Auditor General DePasquale Urges End to Spending on Lottery Privatization, Calls for Legislature or Governor to Act by Dec. 31Contract Review Shows Costs Ballooned from $725,000 to $4.6 Million Without End in Sight
Auditor General DePasquale Urges End to Spending
on Lottery Privatization,
Calls for Legislature or Governor to Act by Dec. 31
Contract Review Shows Costs Ballooned from $725,000 to $4.6 Million Without End in Sight
HARRISBURG (Dec. 12, 2013)– Auditor General Eugene DePasquale today urged the Governor or the General Assembly to take action by the end of this year to resolve Pennsylvania Lottery management privatization contract negotiations with British-owned Camelot Global Services Inc. The privatization initiative will cost taxpayers an estimated $4.6 million, or more than 11 percent of the Lottery’s annual operating budget.
“Enough already,” DePasquale said. “The commonwealth has spent millions on this lottery privatization effort and that number will continue to grow if this contract is not resolved – one way or another – by Dec. 31 when the agreement with Camelot Global Services Inc. expires.
“By the end of this year, Governor Corbett should either resubmit this contract to the Attorney General or drop the whole idea; or, the General Assembly should put the Lottery privatization issue up for a vote. We must move on and stop wasting money that is intended to provide programs for seniors.”
DePasquale said his review of the contract reimbursements shows that costs for privatization consultants soared from the original $725,000 for three consultants to an estimated $4.6 million. The review followed the Corbett administration’s decision in late October to provide yet another extension on the contract he wants to award to Camelot Global Services Inc. The state attorney general rejected an initial contract in February 2013.
To assist with the privatization effort, the commonwealth hired DLA Piper, an international law firm headquartered in Chicago; Blank Rome, a law firm in Philadelphia; and Greenhill and Co., a financial advisory firm with offices in New York and Chicago; to provide services connected to the lottery privatization.
To date, the commonwealth paid $2.36 million to DLA Piper; $1 million to Greenhill and Co.; and $123,000 to Blank Rome for a total of $3.48 million. An additional $1.1 million is authorized through Dec. 31, 2013 under various addendums to the original contracts.
The original contracts called for payments of $375,000 to DLA Piper; $200,000 to Blank Rome; and $150,000 to Greenhill for a total of $725,000.
“The Lottery funds paid to DLA Piper are of concern since the firm claims to have experience in lottery privatization but was unable to develop a contract that could gain legal approval of the Pennsylvania attorney general,” DePasquale said. “So far, all we know of DLA Piper’s work is that they failed to do what the administration is paying them more than $2 million to do. Taxpayers have a right to know the rationale behind hiring this firm and to see some results for these exorbitant costs. That has not happened.”
The auditor general noted DLA Piper developed the management agreement used to privatize the Illinois Lottery. The firm hired to manage that state’s lottery, has fallen short on revenue guarantees every year in the management agreement.

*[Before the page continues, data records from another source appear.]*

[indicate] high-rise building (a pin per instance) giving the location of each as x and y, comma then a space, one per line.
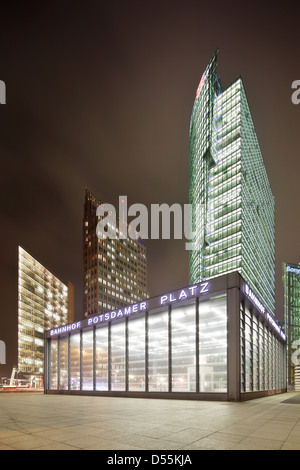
114, 270
233, 206
43, 302
291, 283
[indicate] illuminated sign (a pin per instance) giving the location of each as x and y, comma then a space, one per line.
184, 293
293, 270
200, 86
65, 329
143, 306
251, 296
121, 312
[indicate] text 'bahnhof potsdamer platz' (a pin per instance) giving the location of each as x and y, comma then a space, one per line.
217, 338
212, 340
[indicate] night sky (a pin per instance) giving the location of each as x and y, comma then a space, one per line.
100, 94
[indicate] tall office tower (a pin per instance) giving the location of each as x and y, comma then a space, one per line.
44, 302
114, 270
233, 206
291, 283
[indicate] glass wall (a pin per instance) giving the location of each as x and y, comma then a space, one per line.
183, 327
88, 360
136, 355
182, 349
75, 361
262, 355
53, 378
213, 345
101, 358
118, 357
63, 363
158, 350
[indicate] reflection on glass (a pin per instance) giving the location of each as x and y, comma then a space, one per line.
102, 358
136, 351
158, 352
213, 345
63, 364
75, 361
184, 348
54, 364
87, 360
118, 356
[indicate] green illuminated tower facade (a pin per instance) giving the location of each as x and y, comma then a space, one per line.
291, 283
233, 207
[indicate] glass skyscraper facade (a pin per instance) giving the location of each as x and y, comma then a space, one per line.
212, 340
291, 283
233, 206
43, 302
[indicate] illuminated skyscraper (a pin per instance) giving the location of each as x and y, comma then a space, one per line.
291, 283
233, 215
43, 302
114, 270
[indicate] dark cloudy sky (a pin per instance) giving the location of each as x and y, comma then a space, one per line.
100, 94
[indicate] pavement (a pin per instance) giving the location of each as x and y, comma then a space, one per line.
34, 421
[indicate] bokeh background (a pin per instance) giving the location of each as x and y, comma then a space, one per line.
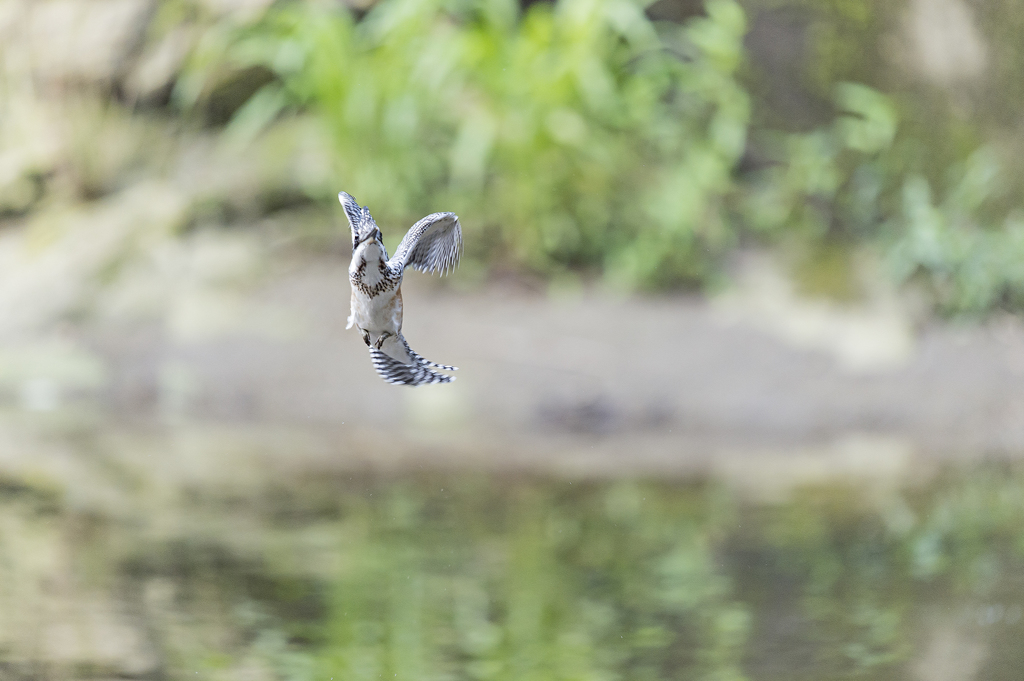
740, 391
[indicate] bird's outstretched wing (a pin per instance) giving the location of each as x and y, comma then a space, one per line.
433, 244
394, 372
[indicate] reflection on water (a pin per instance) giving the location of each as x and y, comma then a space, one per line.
127, 557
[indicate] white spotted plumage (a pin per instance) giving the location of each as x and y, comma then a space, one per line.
433, 244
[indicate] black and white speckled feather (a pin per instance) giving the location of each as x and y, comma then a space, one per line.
433, 244
423, 362
397, 373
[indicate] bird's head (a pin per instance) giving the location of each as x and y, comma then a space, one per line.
364, 226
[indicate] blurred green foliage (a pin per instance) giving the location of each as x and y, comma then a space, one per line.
582, 136
570, 135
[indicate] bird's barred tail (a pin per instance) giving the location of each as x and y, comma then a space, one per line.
423, 362
397, 373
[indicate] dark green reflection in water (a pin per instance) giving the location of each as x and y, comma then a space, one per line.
463, 577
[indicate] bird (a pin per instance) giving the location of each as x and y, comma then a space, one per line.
433, 244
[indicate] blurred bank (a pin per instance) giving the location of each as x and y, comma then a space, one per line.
767, 254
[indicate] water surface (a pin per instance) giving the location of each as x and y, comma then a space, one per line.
151, 557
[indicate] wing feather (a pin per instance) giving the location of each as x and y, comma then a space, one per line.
433, 244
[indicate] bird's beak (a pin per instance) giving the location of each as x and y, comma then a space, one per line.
374, 235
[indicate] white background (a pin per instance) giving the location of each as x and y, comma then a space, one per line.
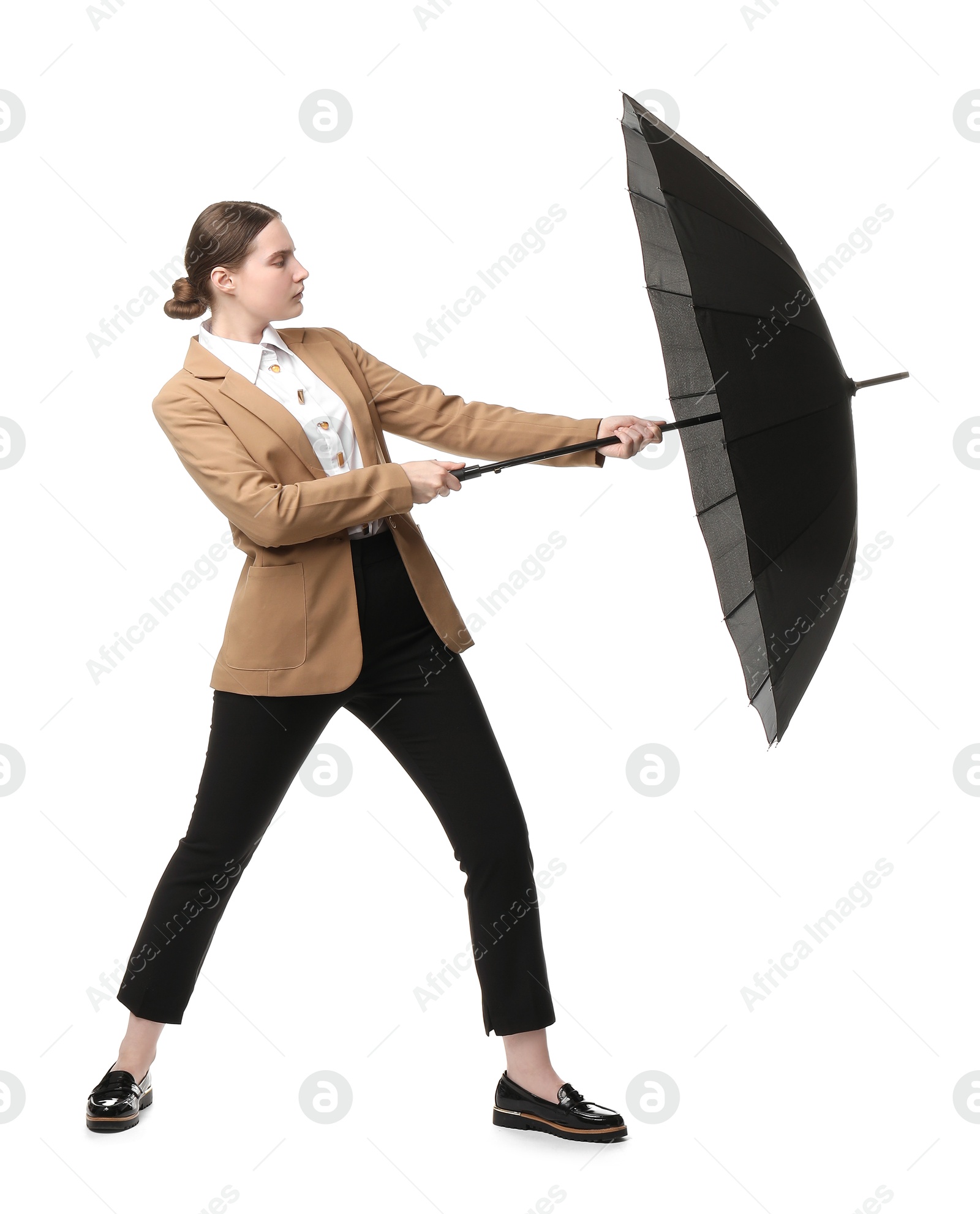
468, 126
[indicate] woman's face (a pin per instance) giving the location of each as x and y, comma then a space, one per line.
269, 284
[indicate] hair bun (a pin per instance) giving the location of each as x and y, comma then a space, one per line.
186, 305
184, 292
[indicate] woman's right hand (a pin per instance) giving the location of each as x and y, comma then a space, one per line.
430, 477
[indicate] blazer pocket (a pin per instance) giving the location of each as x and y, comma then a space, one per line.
266, 628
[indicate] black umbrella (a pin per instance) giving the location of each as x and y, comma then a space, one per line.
763, 404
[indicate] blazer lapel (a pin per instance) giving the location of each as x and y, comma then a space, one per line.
326, 363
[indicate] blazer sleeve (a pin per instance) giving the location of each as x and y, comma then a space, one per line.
271, 514
470, 429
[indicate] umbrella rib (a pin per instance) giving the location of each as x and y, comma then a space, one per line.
726, 498
665, 290
639, 194
790, 543
785, 421
762, 686
728, 616
688, 396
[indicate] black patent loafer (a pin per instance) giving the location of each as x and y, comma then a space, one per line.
571, 1117
116, 1101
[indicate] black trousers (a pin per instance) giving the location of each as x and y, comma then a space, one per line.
418, 698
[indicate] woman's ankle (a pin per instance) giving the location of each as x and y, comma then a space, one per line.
138, 1063
541, 1082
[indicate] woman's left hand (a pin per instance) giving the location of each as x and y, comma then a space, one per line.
634, 435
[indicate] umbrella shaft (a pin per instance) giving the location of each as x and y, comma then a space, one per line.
468, 473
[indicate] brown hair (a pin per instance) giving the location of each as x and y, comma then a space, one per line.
222, 236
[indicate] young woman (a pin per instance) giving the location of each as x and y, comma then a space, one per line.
339, 605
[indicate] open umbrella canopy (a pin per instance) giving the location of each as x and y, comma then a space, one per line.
774, 478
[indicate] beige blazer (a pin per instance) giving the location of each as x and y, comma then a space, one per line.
293, 627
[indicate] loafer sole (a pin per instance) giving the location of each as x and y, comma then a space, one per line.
115, 1125
532, 1122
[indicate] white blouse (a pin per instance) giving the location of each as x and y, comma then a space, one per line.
271, 366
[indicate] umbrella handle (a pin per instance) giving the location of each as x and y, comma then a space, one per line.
474, 470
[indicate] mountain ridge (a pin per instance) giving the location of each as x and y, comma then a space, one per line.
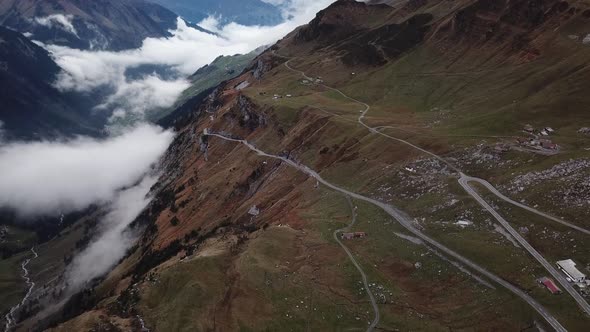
240, 236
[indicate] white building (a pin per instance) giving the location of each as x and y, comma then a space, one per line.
569, 268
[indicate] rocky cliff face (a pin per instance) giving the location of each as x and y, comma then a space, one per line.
235, 239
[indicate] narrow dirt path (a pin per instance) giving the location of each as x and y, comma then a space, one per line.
375, 321
10, 319
462, 181
407, 223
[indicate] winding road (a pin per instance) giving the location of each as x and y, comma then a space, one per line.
407, 223
357, 265
10, 320
463, 181
492, 189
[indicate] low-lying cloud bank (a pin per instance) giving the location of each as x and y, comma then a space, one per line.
60, 21
187, 50
115, 238
48, 178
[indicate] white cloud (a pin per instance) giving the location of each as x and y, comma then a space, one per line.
187, 50
102, 254
59, 21
46, 178
142, 95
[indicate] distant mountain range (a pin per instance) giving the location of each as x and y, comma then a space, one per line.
97, 24
246, 12
31, 106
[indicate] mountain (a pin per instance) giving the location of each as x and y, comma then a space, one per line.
325, 187
98, 24
31, 106
202, 81
246, 12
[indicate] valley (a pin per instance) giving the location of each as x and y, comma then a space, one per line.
386, 167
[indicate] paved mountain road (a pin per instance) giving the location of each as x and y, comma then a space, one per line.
10, 319
464, 182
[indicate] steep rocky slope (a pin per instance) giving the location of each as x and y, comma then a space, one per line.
102, 24
238, 240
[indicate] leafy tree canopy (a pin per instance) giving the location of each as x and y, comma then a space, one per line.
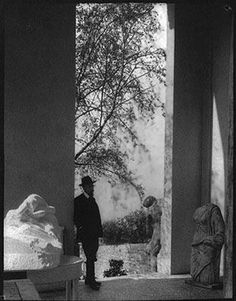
117, 68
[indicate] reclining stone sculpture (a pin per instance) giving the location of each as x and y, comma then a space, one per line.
32, 236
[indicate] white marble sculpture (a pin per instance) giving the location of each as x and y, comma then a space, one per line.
32, 236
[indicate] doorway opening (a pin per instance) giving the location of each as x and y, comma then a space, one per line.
120, 121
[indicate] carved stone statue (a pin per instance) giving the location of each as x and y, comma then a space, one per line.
32, 236
154, 214
207, 244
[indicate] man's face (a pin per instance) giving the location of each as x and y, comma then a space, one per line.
89, 189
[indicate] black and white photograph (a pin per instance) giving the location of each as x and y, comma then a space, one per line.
118, 150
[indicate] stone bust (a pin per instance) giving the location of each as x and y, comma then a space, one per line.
154, 214
207, 243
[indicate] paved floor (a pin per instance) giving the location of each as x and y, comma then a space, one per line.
125, 288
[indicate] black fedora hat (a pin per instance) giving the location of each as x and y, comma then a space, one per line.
86, 181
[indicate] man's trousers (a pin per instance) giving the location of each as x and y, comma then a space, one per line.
90, 247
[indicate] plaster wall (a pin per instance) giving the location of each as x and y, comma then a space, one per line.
39, 106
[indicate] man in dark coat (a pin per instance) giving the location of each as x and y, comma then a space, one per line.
87, 220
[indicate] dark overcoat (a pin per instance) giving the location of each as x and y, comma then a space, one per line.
87, 218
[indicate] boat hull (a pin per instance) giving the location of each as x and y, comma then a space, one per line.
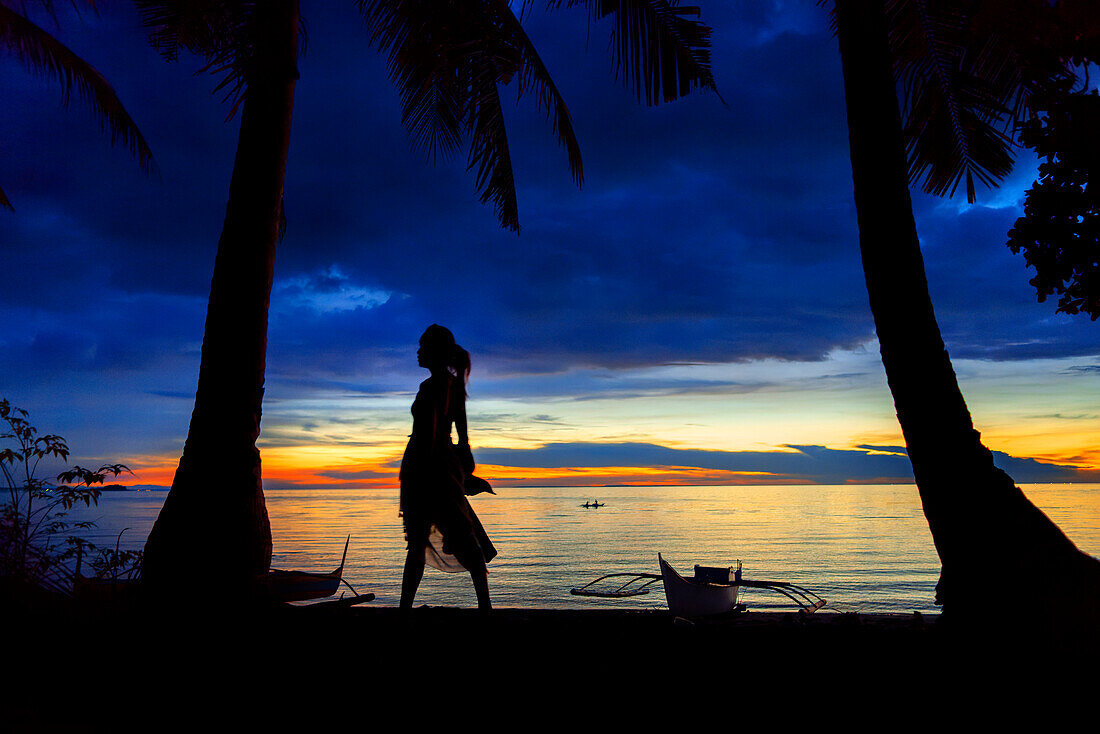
692, 599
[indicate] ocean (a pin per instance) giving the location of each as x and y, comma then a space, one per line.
864, 548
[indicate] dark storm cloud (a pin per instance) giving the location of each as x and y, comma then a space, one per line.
806, 463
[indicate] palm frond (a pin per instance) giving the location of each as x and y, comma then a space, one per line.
954, 111
488, 149
970, 73
534, 75
657, 50
448, 59
219, 31
43, 54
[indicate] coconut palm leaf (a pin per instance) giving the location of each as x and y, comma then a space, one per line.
43, 54
447, 58
222, 32
488, 149
954, 100
656, 48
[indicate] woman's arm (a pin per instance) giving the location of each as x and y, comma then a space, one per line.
459, 411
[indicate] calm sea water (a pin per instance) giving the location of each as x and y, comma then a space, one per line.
864, 548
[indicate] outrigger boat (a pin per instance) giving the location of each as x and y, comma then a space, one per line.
712, 591
281, 585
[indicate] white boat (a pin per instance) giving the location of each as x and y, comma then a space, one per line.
712, 591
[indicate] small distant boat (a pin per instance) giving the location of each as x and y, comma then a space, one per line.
281, 585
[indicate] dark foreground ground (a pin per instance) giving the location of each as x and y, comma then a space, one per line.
372, 668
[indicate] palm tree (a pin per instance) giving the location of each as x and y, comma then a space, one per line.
448, 59
45, 55
990, 538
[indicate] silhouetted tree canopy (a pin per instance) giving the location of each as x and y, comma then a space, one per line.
1059, 232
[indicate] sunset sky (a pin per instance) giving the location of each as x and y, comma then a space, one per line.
694, 314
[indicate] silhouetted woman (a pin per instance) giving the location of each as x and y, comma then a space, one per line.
440, 526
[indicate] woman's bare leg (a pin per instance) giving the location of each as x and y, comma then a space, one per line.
480, 574
410, 580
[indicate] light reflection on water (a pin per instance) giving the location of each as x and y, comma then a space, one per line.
861, 547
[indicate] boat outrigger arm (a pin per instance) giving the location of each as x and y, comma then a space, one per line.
637, 584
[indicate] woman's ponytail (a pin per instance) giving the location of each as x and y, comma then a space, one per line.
461, 367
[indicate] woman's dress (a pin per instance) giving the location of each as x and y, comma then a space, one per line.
433, 506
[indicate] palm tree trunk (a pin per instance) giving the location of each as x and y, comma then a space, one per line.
992, 541
215, 517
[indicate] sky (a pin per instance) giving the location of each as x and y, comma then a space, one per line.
695, 313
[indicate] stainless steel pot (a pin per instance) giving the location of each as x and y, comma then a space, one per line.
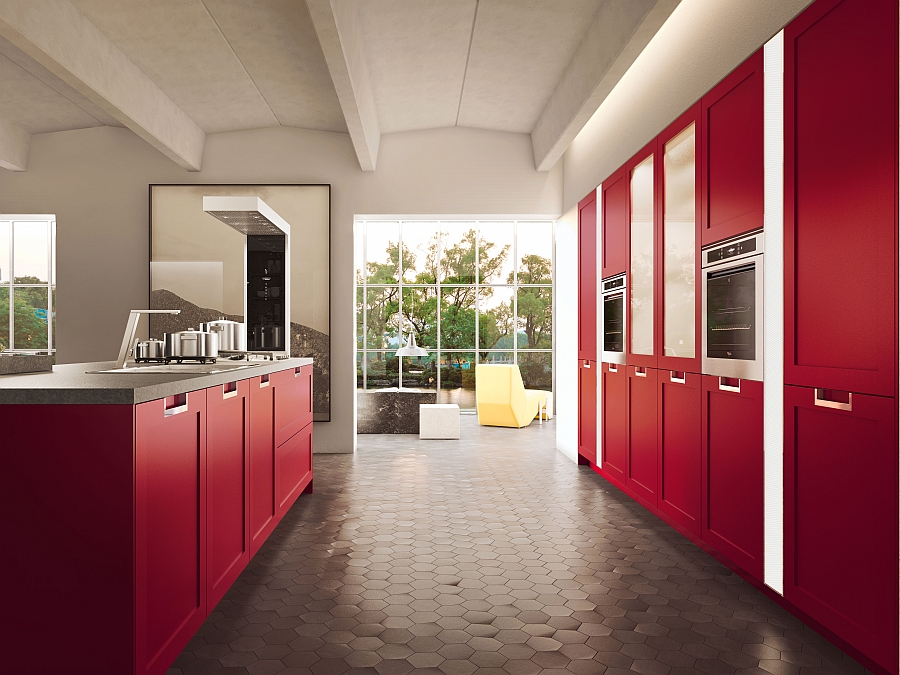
193, 344
150, 349
232, 335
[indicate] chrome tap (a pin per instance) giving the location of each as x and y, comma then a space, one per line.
131, 331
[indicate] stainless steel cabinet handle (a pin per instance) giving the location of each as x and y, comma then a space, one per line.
820, 400
728, 387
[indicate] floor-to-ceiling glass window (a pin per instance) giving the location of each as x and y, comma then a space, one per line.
468, 291
28, 283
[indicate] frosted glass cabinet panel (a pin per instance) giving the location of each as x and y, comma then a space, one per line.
679, 223
642, 237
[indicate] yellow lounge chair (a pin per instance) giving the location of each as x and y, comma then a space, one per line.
502, 400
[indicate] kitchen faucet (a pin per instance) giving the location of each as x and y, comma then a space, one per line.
131, 331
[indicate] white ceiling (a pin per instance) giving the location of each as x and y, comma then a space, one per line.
231, 65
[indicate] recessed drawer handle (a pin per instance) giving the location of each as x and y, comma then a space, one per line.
728, 387
820, 400
175, 405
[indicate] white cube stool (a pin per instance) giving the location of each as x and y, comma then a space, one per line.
438, 420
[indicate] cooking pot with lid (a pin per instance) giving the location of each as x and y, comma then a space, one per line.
192, 344
232, 335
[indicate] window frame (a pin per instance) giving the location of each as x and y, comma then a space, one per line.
361, 286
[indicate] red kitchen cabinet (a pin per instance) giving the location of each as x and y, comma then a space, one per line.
67, 499
587, 277
614, 422
587, 411
840, 107
293, 401
261, 489
643, 458
227, 487
679, 449
731, 181
732, 473
170, 527
678, 308
840, 516
615, 224
293, 469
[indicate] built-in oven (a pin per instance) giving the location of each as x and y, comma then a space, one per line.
733, 308
612, 292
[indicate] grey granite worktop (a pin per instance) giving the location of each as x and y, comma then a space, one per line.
78, 383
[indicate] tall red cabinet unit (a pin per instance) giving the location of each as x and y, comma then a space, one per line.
587, 328
841, 493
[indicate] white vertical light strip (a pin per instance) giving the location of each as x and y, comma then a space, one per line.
598, 312
773, 316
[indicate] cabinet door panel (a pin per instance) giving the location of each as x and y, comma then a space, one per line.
841, 197
732, 166
262, 461
614, 422
643, 215
170, 527
587, 410
615, 224
678, 309
733, 470
293, 469
679, 449
841, 551
587, 277
643, 469
293, 401
227, 437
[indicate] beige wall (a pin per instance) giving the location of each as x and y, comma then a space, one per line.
96, 182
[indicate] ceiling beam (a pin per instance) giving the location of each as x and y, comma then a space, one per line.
340, 36
619, 32
15, 142
60, 38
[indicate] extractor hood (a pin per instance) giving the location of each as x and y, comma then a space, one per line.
247, 215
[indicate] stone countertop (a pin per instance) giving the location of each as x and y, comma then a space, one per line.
77, 383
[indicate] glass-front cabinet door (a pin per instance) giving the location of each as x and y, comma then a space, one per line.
641, 350
679, 305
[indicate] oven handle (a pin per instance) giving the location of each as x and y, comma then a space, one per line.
823, 402
728, 387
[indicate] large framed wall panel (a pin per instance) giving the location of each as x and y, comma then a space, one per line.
841, 196
732, 166
587, 277
840, 540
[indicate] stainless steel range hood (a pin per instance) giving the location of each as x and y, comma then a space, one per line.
247, 215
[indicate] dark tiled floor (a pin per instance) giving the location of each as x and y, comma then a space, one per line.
491, 555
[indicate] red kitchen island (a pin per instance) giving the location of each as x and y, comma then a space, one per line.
132, 502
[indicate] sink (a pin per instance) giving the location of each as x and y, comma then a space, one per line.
192, 368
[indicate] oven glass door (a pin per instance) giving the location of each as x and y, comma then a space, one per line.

“Looking at the problems with the lottery privatization experiment in Illinois and the legal expertise hired here makes me wonder how senior programs will fair if we continue to spend money on these advisory services,” DePasquale said.
The auditor general noted that his department’s scrutiny of invoices and receipts for these firms revealed that the majority of the total expenses paid to date were for hourly labor costs at $2.4 million. The balance of the payments were reimbursements for professional services of $1 million to Greenhill and Co. and approximately $50,000 for lodging, food, airfare, parking, and mileage costs for DLA Piper.
“Our review found that the reimbursement charges in the $3.48 million paid so far are rather typical for doing business deals of this type,” DePasquale said. “But, we need to stop bleeding money from senior programs to explore privatizing management of the lottery when current administrative overhead costs for the state to run the lottery are only two percent of sales. If every government-run program were that efficient we wouldn’t have budget problems.
“While some might say that the money allocated for these firms is a small portion of the Lottery’s net revenue of $1 billion per year, the flip side from my standpoint is that this money could have been better spent to benefit thousands of older Pennsylvanians.”